Financial devastation: Russia’s economy bracing for biggest hit since Cold War

Russia’s economy is poised to suffer its biggest hit since the collapse at the end of the Cold War, sending prices soaring by 30 per cent and real incomes -plummeting by more than a quarter, new research concludes.

It indicates the devastation caused by the war in Ukraine, sanctions and boycotts will be on a scale not experienced for at least a generation.

Russia’s economy is facing its biggest hit in at least a generation.Credit:Bloomberg photo by Andrey Rudakov

GDP is expected to plunge by 14 per cent, according to the Centre for Economics and Business Research, marking a bigger fall than the economy suffered in the pandemic, the global financial crisis or Russia’s own financial crisis in the late 1990s.

On top of that the collapse in the rouble, which has lost more than one quarter of its value since the invasion, and surging commodities prices, will add severe pressure to the cost of living.

Prices rose by more than 4 per cent in the first two weeks of March alone, putting the pariah state on track for an annual inflation rate of 30 per cent by early 2023, according to the CEBR’s calculations for the Ukrainian government.

Meanwhile, even if pay increases by 10 per cent a year, real earnings will drop by an estimated 18 per cent over the next 12 months and by more than a quarter by the end of 2024. Russia is a major exporter of food and energy so basic goods are likely to remain available, but imports and luxuries will disappear from the shelves.

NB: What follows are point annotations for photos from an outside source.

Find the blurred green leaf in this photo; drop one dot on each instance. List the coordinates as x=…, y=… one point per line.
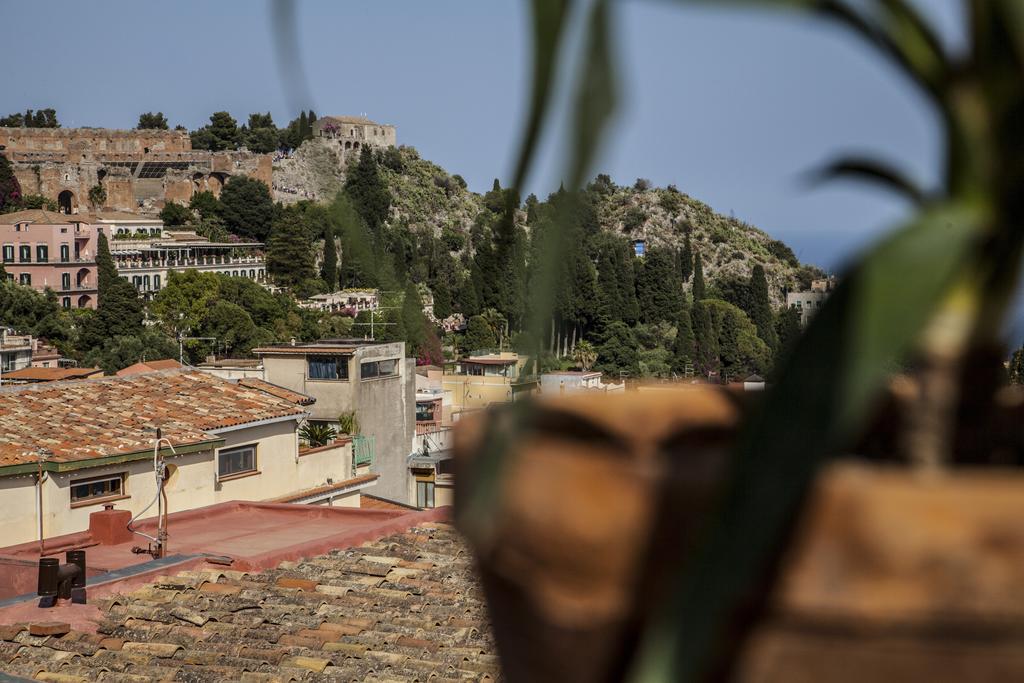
x=837, y=369
x=549, y=25
x=596, y=94
x=872, y=171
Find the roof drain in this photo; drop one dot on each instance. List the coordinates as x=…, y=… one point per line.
x=157, y=548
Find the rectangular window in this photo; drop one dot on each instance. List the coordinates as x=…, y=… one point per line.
x=424, y=494
x=328, y=367
x=97, y=488
x=237, y=461
x=372, y=369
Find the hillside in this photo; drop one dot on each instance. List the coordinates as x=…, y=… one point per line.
x=426, y=196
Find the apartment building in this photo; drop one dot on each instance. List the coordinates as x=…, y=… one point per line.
x=42, y=249
x=144, y=260
x=68, y=449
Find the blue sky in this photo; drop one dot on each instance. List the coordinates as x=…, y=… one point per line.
x=732, y=107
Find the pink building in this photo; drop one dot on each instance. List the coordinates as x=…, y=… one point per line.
x=44, y=249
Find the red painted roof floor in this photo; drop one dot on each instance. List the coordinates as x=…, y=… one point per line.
x=255, y=536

The squeeze on Russian living standards is likely to be severe and will be hard to offset.”

Douglas McWilliams, at the CEBR, said the crunch in living standards is on the same scale as that suffered by Iranians when the country was subject to Western sanctions, leading to inflation ranging between 9 per cent in 2016 and almost 40 per cent last year.

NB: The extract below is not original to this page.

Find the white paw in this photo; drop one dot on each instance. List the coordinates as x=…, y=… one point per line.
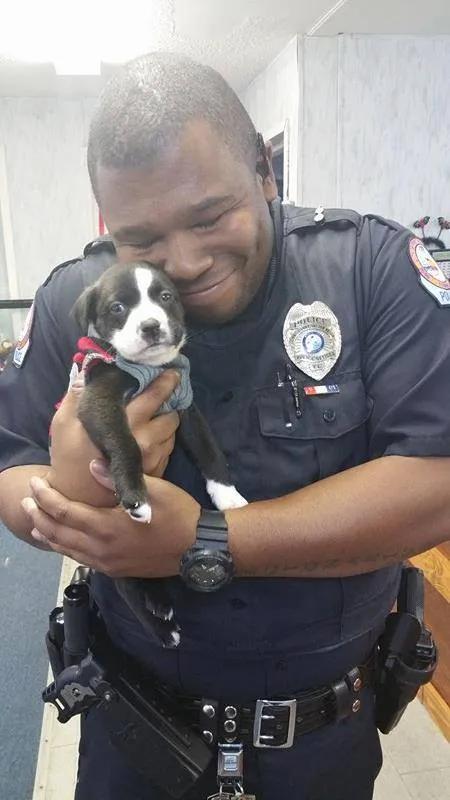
x=224, y=496
x=73, y=375
x=142, y=513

He said there was “some scope” for the Kremlin to use its resources to limit the rise in prices, but any such move could only be partial and temporary.

“With a budget surplus from high oil revenues there is scope for subsidies to be increased, though at the expense of increasing market distortions,” Mr McWilliams said.

“Wages could be increased more, though to prevent Russia becoming uncompetitive these would probably have to be matched by a fall in the value of the rouble.

“The scale of the budget surplus, however, means that the scope for alleviating more than half the squeeze on living standards is limited and even this could probably only be maintained for about a year. So the squeeze on Russian living standards is likely to be severe and will be hard to offset.”